Un remboursement d'impôts? Non merci!
Il est toujours agréable de recevoir un remboursement d’impôt, mais, en réalité, il serait de loin préférable de ne jamais en recevoir. Il faut savoir que ce remboursement n’est pas un cadeau du gouvernement, mais plutôt de l’argent payé en trop qui lui est prêté sans intérêt. Donc, au lieu de travailler pour vous cette année, votre argent a profité au gouvernement.
Éviter d’en payer
Comment éviter un remboursement d’impôt? En gardant une plus grande part de votre paie en réduisant la retenue d’impôt à la source.
À chaque période de paie, une partie de votre chèque est prélevée et envoyée à l’Agence du revenu du Canada (ARC) pour couvrir le montant prévu d’impôt à payer en fin d’année. Il est possible que ce montant soit trop élevé. Vous pouvez demander qu’il soit réduit en en faisant la demande à l’ARC. Vous disposerez ainsi de quelques dollars de plus chaque mois à investir à votre avantage.

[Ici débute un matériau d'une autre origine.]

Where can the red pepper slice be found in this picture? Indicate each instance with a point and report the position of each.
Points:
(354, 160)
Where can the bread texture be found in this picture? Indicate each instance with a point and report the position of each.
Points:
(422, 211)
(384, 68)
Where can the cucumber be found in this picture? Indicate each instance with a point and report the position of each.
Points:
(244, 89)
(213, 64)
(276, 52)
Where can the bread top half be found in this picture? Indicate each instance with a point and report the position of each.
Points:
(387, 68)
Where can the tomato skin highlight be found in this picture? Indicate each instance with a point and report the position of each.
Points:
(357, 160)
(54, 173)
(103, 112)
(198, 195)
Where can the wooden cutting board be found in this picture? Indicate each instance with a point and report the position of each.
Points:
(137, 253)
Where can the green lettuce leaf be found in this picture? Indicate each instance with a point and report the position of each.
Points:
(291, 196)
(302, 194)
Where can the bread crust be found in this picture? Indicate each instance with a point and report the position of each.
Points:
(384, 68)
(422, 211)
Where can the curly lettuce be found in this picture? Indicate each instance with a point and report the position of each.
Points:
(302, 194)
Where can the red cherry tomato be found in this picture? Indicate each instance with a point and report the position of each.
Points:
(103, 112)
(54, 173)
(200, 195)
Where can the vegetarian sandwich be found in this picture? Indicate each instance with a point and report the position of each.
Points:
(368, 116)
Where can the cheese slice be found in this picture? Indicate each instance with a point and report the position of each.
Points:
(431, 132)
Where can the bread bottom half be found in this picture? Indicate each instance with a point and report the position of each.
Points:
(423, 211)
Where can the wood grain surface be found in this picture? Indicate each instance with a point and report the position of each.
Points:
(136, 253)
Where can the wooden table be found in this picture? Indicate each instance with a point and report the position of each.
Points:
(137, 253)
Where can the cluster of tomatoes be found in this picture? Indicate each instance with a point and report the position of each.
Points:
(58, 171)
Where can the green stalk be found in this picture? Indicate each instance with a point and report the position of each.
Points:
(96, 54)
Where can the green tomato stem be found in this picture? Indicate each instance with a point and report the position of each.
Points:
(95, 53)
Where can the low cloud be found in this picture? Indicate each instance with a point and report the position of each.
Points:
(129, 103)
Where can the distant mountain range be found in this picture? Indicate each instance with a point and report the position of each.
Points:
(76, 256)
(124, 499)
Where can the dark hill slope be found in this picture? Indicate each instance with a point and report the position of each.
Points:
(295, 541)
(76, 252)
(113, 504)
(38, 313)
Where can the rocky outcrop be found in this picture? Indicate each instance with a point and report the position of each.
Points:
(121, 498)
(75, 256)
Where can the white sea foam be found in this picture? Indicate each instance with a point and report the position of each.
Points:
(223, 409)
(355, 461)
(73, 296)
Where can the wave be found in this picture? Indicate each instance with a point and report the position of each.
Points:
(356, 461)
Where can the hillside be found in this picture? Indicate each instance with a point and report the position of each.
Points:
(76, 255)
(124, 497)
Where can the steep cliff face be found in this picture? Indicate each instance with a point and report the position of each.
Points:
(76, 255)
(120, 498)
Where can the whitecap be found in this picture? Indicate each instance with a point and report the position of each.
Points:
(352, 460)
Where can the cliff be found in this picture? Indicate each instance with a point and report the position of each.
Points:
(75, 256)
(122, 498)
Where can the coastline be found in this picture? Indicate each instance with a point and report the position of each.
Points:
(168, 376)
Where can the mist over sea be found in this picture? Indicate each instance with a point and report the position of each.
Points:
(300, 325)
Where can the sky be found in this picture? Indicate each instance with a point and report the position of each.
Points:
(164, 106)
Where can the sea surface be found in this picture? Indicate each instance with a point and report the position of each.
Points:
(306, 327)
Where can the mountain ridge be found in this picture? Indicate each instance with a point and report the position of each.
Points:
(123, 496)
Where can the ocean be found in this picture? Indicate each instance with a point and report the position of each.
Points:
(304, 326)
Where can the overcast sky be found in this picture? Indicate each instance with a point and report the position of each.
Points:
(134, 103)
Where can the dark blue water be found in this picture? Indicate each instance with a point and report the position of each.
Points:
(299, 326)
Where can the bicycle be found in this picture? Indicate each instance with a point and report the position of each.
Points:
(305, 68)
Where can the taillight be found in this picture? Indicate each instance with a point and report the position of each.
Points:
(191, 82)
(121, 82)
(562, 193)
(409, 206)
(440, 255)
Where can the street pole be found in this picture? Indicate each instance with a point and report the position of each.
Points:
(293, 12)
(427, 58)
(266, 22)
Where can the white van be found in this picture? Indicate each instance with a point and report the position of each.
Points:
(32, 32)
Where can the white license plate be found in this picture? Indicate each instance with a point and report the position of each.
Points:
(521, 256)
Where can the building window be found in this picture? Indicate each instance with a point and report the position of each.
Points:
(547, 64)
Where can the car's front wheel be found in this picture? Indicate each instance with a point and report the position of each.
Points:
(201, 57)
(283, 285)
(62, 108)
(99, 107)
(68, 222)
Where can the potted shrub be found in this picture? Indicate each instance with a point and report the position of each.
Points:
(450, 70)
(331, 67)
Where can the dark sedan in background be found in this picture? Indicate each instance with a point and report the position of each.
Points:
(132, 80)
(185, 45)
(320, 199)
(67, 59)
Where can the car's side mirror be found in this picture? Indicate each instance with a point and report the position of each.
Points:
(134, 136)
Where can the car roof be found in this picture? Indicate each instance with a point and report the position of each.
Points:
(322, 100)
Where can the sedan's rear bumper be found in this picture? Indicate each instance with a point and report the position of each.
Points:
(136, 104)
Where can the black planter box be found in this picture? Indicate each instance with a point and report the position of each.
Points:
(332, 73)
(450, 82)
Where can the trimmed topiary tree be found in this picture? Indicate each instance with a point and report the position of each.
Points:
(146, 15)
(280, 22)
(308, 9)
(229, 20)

Si vous devez verser des acomptes provisionnels chaque trimestre, la date limite est le 15e jour de mars, juin, septembre et décembre. Assurez-vous d’effectuer vos versements avant cette date afin d’éviter de payer des pénalités et des intérêts. Si vous croyez que votre revenu sera inférieur aux années antérieures, examinez la possibilité de réduire le montant de votre versement trimestriel.
Jongler avec les REER
Plus souvent qu’autrement, le versement d’une cotisation au régime enregistré d’épargne-retraite (REER) est la principale source de remboursement d’impôt.
Au moment de produire la déclaration de revenus, le montant de la cotisation REER est déduit du revenu imposable et entraîne un remboursement. Mais, si vous avez versé cette cotisation plus tôt cette année, vous pouvez demander à l’ARC de permettre à votre employeur de diminuer le montant d’impôt prélevé sur votre paie en fonction de votre cotisation au REER.
Si vos cotisations REER sont prélevées sur votre paie, demandez simplement à votre employeur d’en tenir compte dans le calcul des retenues d’impôt.